Autore di più di trecento pubblicazioni, e attivo fino all’ultimo, morì a Roma il 17 ottobre 1936 all’età di 95 anni.
Fonti e Bibl.: Le notizie anagrafiche e familiari sono conservate presso l’Archivio di Stato di Messina. Le notizie della carriera universitaria bolognese sono ricavate dal fascicolo personale – Giuseppe Sergi (n. 157) – conservato presso l’Archivio storico dell’Università di Bologna. Il fascicolo personale conservato dall’Archivio storico dell’Università Sapienza di Roma risulta vuoto.

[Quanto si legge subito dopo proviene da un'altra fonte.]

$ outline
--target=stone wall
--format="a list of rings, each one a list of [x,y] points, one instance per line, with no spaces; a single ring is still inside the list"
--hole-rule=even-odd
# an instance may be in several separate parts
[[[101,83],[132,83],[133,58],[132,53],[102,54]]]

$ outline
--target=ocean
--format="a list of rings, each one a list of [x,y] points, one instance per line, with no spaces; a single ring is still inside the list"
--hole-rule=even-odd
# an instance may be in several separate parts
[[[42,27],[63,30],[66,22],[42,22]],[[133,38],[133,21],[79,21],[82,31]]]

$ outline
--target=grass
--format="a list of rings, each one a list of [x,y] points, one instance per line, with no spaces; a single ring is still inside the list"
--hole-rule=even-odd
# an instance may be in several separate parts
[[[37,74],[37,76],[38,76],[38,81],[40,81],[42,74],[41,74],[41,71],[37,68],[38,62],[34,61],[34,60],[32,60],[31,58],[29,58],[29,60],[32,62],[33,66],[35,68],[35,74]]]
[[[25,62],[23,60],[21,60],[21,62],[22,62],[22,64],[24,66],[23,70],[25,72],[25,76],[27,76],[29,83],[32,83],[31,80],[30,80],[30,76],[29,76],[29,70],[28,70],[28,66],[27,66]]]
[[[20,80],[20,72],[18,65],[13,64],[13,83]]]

Tutte le altre notizie in: S. Sergi, G. S. (necrologio), in Rivista di antropologia, 1935-1937, vol. 31, pp. V-XXVII, che comprende l’elenco delle pubblicazioni di Giuseppe Sergi; S. Marhaba, Lineamenti della psicologia italiana: 1870-1945, Firenze 1981, pp. 45-49; G. S. nella storia della psicologia e dell’antropologia in Italia, a cura di G. Mucciarelli, Bologna 1987; C. Camporesi, Genesi mediterranea. Saggio storico filosofico su G. S., Bologna 1991; S. Puccini, L’Antropologia a Roma tra G. e Sergio S. in Rivista di antropologia, 1993, vol. 71, pp. 229-247; V.P. Babini, La questione dei frenastenici. Alle origini della psicologia scientifica in Italia (1870-1910), Milano 1996, pp. 28-34, 49-57, 91-96; V.P. Babini - L. Lama, Una «donna nuova». Il femminismo scientifico di Maria Montessori, Milano 2003, pp. 53-60, 104-147; F. Cassata, L’eugenica di G. S., in Se vi sono donne di genio. Appunti di viaggio nell’antropologia dall’Unità d’Italia a oggi, a cura di A. Volpone - G. Destro-Bisol, Roma 2011, pp. 92-100.